L’idée tourne au vinaigre et se fait impécunieuse. Transis de peur ou de quelque chose de similaire, le petit garçon ne s’en sort pas bien et comprend (du moins croit-il) que pour le théâtre ou le cinéma, il n’est point fait. Il se tient alors loin de cet univers jusqu’au jour où, parti accompagner à sa séance de répète, un comédien d’ami de classe, il lui est demandé, à l’improviste, par robert Cordier, l’atypique prof de théâtre, véritable sourcier excellant dans l’enrôlement, d’essayer quelque chose : -Vas y ! Fais comme si tu as perdu tes clés et cherche-les. Joue moi ça que je voie mon garçon Luis simule à la perfection. Le résultat plaît. Congratulé, il vient de gommer son échec premier, et de faire céder la poignée de la porte des triomphes à venir. à la réalité, ce n’était pas un test, un rôle de composition : ses clés, Luis avait l’habitude de les perdre.
Le jeune homme n’avait fait qu’être. Être vrai. Et ce sera sa devise, il jouera et fera jouer le vrai, ce qu’il ressent, ce qui saisit ses tripes.

 


La clé du déclic Il suivra tout comme son ami de classe les cours de théâtre atypique. Mis en confiance, à Meudon et sèvres (hauts de seine, France) ses espaces de scolarité, il sera retenu à l’issue d’un casting pour jouer dans « Hors la loi ». puis à un cours d’anglais, il est touché par un texte de l’auteur dramatique américain, Arthur Miller réputé pour construire des personnages toujours mus par l’appétence de nouer des liens d’appartenance à une société américaine laquelle a tendance à les frapper d’ostracisme. Ce n’est pas à « Mort d’un commis voyageur », la préférée de Sijiri Bakaba, mais plutôt à « Vu du pont », « A view from the bridge » que s’attaque Luis.
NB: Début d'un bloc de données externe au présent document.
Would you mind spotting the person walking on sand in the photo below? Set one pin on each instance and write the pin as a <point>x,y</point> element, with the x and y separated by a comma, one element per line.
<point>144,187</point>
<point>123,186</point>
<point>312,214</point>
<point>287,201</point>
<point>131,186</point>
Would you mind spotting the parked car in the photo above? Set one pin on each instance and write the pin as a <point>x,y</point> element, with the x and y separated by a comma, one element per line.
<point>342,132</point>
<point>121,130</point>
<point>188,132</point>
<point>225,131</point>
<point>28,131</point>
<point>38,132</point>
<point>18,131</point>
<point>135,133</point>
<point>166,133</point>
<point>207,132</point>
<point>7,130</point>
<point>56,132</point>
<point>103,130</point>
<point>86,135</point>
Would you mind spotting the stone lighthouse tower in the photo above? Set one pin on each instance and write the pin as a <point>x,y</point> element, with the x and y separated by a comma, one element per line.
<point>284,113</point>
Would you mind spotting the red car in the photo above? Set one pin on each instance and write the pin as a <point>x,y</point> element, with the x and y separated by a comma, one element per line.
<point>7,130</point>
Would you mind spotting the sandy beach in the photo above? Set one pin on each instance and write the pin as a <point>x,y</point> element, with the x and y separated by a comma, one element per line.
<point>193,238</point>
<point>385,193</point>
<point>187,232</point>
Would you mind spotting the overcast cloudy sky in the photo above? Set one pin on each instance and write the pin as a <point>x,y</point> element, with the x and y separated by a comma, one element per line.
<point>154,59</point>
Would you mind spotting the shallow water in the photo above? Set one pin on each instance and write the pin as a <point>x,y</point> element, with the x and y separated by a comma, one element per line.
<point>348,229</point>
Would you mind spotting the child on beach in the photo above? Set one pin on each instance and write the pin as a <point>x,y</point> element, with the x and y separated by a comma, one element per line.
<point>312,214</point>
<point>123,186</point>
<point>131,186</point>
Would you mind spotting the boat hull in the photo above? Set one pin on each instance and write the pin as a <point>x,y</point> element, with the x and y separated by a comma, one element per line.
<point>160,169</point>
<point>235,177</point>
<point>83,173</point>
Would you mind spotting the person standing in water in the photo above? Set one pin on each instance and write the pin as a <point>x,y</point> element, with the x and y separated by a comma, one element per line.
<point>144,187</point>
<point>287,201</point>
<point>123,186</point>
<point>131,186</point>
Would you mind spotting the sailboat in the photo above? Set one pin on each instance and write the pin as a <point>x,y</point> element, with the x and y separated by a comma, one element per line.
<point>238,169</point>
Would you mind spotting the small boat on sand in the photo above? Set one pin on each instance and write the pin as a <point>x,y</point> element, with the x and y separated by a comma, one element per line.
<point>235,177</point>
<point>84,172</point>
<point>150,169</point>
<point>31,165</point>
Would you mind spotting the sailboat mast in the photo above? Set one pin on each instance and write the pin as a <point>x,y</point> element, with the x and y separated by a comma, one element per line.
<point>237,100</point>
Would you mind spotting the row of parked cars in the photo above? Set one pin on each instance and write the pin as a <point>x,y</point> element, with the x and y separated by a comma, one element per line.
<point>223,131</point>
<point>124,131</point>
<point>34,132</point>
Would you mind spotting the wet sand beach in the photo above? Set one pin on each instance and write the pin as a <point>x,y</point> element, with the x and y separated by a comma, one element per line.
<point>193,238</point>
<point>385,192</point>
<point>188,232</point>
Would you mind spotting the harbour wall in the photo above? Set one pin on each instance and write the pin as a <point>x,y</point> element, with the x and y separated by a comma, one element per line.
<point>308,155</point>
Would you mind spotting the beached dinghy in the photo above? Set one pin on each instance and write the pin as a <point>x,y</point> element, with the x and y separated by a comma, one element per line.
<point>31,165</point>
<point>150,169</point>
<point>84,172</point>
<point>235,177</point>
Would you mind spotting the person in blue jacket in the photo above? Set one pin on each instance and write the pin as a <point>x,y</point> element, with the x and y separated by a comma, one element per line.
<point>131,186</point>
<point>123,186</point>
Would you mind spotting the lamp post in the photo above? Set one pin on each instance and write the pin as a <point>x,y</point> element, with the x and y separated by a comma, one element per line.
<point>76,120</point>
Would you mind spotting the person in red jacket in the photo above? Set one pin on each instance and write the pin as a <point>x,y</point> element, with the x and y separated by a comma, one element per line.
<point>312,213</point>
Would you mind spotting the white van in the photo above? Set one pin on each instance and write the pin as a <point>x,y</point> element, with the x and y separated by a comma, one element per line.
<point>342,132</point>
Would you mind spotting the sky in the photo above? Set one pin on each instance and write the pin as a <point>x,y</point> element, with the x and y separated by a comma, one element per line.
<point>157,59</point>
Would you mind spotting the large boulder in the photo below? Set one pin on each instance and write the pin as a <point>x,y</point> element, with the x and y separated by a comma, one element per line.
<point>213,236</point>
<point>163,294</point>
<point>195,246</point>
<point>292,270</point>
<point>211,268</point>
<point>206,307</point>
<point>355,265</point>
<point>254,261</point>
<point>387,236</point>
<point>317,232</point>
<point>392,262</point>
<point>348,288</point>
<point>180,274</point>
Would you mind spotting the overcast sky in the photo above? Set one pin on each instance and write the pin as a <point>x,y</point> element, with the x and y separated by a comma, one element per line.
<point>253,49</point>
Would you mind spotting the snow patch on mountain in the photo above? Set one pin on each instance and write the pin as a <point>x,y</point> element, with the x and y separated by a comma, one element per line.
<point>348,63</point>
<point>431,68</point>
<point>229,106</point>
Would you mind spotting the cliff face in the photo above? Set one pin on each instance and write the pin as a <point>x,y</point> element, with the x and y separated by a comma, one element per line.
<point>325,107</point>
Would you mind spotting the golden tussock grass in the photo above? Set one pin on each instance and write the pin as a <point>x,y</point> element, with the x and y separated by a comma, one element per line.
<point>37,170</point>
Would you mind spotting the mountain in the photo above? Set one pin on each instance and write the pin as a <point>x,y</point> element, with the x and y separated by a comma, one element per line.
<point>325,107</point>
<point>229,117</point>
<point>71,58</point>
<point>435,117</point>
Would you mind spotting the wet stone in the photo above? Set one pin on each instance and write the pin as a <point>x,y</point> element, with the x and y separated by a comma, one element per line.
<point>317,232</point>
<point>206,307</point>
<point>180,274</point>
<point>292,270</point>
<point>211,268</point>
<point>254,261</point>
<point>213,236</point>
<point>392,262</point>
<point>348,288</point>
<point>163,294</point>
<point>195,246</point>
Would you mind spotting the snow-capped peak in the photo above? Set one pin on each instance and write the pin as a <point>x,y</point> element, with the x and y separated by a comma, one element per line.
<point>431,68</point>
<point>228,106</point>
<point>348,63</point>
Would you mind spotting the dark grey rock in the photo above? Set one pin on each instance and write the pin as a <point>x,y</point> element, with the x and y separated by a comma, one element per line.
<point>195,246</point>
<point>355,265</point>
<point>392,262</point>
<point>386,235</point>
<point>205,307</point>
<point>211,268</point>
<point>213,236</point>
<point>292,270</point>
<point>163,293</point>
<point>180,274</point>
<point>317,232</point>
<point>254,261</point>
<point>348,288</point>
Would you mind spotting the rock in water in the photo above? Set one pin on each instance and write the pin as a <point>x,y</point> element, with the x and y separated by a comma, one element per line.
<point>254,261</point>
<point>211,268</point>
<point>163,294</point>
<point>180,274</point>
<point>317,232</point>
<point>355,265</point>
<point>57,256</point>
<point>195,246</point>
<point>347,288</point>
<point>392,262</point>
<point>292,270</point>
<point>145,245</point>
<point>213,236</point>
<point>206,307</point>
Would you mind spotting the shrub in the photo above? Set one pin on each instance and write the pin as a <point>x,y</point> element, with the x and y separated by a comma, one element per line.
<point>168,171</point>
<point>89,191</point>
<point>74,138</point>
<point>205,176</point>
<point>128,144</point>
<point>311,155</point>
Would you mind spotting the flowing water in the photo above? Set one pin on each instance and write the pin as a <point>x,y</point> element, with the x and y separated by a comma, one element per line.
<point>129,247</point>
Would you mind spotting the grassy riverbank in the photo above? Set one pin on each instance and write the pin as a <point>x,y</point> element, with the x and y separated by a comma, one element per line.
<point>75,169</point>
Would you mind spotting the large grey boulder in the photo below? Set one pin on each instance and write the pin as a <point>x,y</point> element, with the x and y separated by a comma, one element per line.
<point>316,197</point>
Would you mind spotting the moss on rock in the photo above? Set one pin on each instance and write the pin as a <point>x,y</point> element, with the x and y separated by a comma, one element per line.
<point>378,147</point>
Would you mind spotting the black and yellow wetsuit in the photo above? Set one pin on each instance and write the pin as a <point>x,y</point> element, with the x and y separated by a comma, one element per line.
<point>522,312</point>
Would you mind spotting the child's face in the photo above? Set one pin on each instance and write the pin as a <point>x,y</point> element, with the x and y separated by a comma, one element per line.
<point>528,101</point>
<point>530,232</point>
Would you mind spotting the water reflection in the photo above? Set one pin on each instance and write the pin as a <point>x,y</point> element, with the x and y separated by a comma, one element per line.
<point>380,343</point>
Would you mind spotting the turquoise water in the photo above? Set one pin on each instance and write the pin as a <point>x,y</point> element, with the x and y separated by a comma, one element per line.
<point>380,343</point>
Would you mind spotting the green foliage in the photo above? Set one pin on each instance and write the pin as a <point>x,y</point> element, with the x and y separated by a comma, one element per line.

Les stigmates du contact d’avec Robert Cordier faisant effet, la mise en scène est déjetée et essorée de tout son sérieux. décalée, elle est applaudie à tout rompre. Les rafales d’applaudissement lui font grand bien, l’élève. Luis croît et y croit désormais. Il a 17 ans et se met à enchaîner les mises en scène.

 


L’année qui suit, le bac en poche, il s’inscrit à la sorbonne à paris III pour entreprendre des études de Cinéma. Il en profite pour jouer dans des pièces, dévorer des bobines de films, tenter des mises en scène, tourner les pages de nombreux livres; bref, il se forme. Vit sa passion. obtient une licence en cinéma. Il écoute aussi surtout parler tonton Bakary, le meilleur ami de son père. « C’était mon deuxième Papa, mon Dieu ». Un dieu malien, professeur d’université dont l’art oratoire, l’amour de son Afrique qu’il racontait à l’aide d’histoires variées séduit Luis. Le jeune homme glisse vers les planches pour obtenir une maîtrise en Anthropologie théâtrale.

 

C’est fait. pour le diplôme d’études approfondies (dea), il lui faut trouver des réponses à l’origine de cet art, à son indispensabilité, à ses démembrements. Il lui faut venir à la rencontre de cette Afrique dont parle si bien tonton Bakary. Ça tombe bien, l’Afrique connait le multipartisme et la fondation houphouet-Boigny offre cinq bourses aux étudiants désireux de faire des travaux sur l’Afrique.